The ability to change a table’s schema without downtime in production is a critical feature of any database system. In spite of this, many traditional relational databases have poor support for it. Quick and easy schema changes was a key advantage of early distributed NoSQL systems, but of course, those systems jettison relational capabilities.
Though conventional wisdom may indicate otherwise, easy schema changes are possible with the relational model. At MemSQL we put careful thought and effort into making sure that ALTER TABLE operations have minimal impact to running workloads. This feature is commonly called an “online” ALTER TABLE. Most relational databases support the notion of an “online” ALTER TABLE, but every vendor has a different definition of what that means. In MemSQL we define a true online ALTER as one that:
1) Does not require doubling the disk or memory use of the table while executing (creating a 2nd copy of the table without destroying the original table is not allowed)

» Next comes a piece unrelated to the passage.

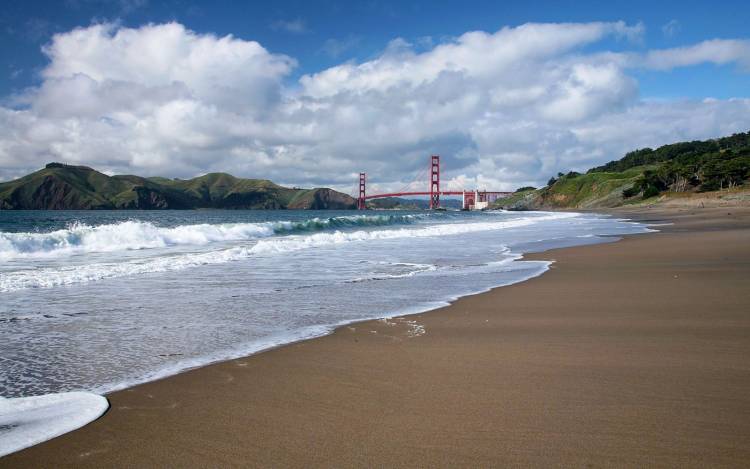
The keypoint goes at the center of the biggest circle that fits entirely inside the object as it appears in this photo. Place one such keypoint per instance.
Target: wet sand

2) Does not lock the table or prevent querying it for long periods of time (read or write) while running (under a second of blocking queries is OK)
3) Does not use excessive system resources while running (CPU, Disk, Network) no matter the size of the table or the workload running against the table
MemSQL is the only distributed relational database able to achieve all three. For example, MySQL Cluster fails to do (1) – it copies the table in many cases. VoltDB, Vertica, and Redshift fail to do (2) – they lock the table throughout the entire ALTER operation, effectively taking down your production system, or requiring tedious juggling of replicas.
Explaining how our ALTER TABLE works it best done by stepping through an example. Let say we wanted to add a column to a table as follows:
CREATE TABLE example(c1 int primary key); ALTER TABLE example ADD COLUMN c2 VARCHAR(100) DEFAULT NULL;
Consider this diagram while we outline how ALTER runs through four phases of execution in the MemSQL rowstore.
1) The first thing MemSQL does is change the structure (also called the metadata) of the table on every node in the cluster to include the new column, c2 as shown above “New row memory”. A short-lived table lock that blocks queries from executing against the table is held for the duration of the metadata change, which takes less than a second. The distributed lock is required to synchronize all nodes in the cluster so they will start displaying the new column at the same time. No row data has been modified at this point, only the table’s metadata.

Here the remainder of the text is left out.